Correlazioni tra hotspots

Russell Mittermeier, il presidente di Conservation International, pubblica su Conservation Biology – meno le note, le cifre e i grafici anche sul sito della  sua organizzazione – un confronto tra le zone dove ci sono state guerre tra il 1950 e il 2000 e quelle di massima biodiversità.

Caschi verdi? 
Come si vede dalla mappa  qui, le zone coincidono all’80%. Mittermeier ne conclude che nelle seconde, l’Internazionale delle Ong conservazioniste deve sforzarsi di aiutare le popolazioni locali a sopravvivere durante le guerre e a ricostruirsi un’economia dopo oltre a preservare la natura. Vista la ferocia di certa natura umana, è un compito per ambientalisti, ecologisti, botanici, zoologi ecc.?

Relazione inversa
Il 20% di non coincidenza suggerisce una correlazione tra scarsità di abitanti e quindi di conflitti.
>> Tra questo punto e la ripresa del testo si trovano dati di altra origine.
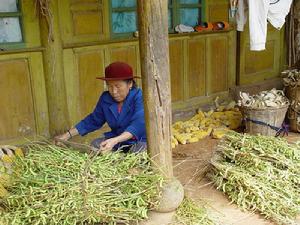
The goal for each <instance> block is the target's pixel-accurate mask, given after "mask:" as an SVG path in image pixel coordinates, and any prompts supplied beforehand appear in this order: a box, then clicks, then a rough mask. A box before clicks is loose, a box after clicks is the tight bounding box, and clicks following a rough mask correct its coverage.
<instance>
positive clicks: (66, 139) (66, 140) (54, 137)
mask: <svg viewBox="0 0 300 225" xmlns="http://www.w3.org/2000/svg"><path fill="white" fill-rule="evenodd" d="M70 138H71V135H70V134H69V132H66V133H64V134H61V135H58V136H56V137H54V139H55V140H58V141H59V140H61V141H67V140H69V139H70Z"/></svg>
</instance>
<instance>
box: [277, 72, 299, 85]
mask: <svg viewBox="0 0 300 225" xmlns="http://www.w3.org/2000/svg"><path fill="white" fill-rule="evenodd" d="M281 75H282V76H283V84H284V86H286V87H288V86H290V87H296V86H300V70H297V69H292V70H284V71H282V72H281Z"/></svg>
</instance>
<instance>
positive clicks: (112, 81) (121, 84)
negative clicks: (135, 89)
mask: <svg viewBox="0 0 300 225" xmlns="http://www.w3.org/2000/svg"><path fill="white" fill-rule="evenodd" d="M106 85H107V88H108V92H109V93H110V95H111V96H112V97H113V99H114V100H115V101H116V102H120V103H121V102H123V101H124V100H125V98H126V97H127V95H128V93H129V91H130V89H131V88H132V82H127V81H124V80H115V81H112V80H111V81H106Z"/></svg>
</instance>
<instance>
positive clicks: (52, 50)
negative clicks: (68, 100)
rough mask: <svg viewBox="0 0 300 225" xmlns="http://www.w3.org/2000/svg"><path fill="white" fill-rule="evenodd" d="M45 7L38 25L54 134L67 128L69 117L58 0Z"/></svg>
mask: <svg viewBox="0 0 300 225" xmlns="http://www.w3.org/2000/svg"><path fill="white" fill-rule="evenodd" d="M44 2H48V1H44ZM45 4H46V3H45ZM47 7H49V8H48V9H49V11H47V10H46V11H44V12H43V13H42V14H41V13H40V21H41V22H40V27H41V39H42V44H43V46H44V47H45V48H46V49H45V51H44V52H43V53H44V54H43V57H44V70H45V81H46V91H47V99H48V108H49V123H50V134H51V135H55V134H58V133H61V132H62V131H65V130H66V129H68V128H69V118H68V110H67V100H66V89H65V80H64V72H63V51H62V40H61V34H60V27H59V16H58V0H51V1H49V5H48V6H47ZM37 10H40V9H37ZM48 12H50V14H47V13H48ZM49 33H50V36H49Z"/></svg>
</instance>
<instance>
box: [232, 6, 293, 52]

Fino al 2000. Adesso i conflitti ci sono e c’entrano gli sforzi  dell’Internazionale. Due esempi.

Eco-imperialismo I
Prima di andarsene, George W. Bush aveva decretato la più grande riserva marina del mondo: un bel po’ di Pacifico, isole comprese, e “monumento nazionale” la fossa delle Marianne in parte fuori dalle acque territoriali statunitensi. Pensava che ci fossero solo marines in transito? Da quando s’è cominciato a parlarne, alcuni protestano per difendere fonti di lucro. E gli isolani perché avevano piani, aspirazioni, magari voglia di essere consultati? Di loro non c’è traccia,  ma penso di sì. Secondo esempio.

Eco-imperialismo II
Il Biot o British Indian Ocean Territory include le Chagos che nel 1960 il governo britannico aveva svuotato dei suoi abitanti perché non intralciassero le attività militari della base americana di Diego Garcia, l’isola più grande. Un giorno però, promesso, detto governo avrebbe consegnato il Biot alle Mauritius. O no? Intanto che l’arcipelago è ancora possedimento britannico, il (lo?) Chagos Conservation Trust intende trasformarlo in riserva. Sponsor il Pew Charitable Trust di Philadelphia, già sponsor della riserva decisa da Bush.

Charitable per chi?
Senza umani da mezzo secolo, l’arcipelago delle Chagos è un hotspot da Eden: atolli corallini, palme verdi, spiagge bianche, vita marina intensa e unica, “l’acqua più pulita del pianeta”. Per preservare quello splendore, niente navi né pesca né attività redditizie dicono i due Trust. Niente diritto al ritorno, dicono i Lords.

Solo che gli abitanti, deportati alle Mauritius, alle Seychelles e altrove, si trasmettono da generazioni il sogno di tornarci, costruirci porti, aeroporti, alberghi… Bref, di ridurlo in poco tempo a Maldive bis. Perché gli altri sì e loro no?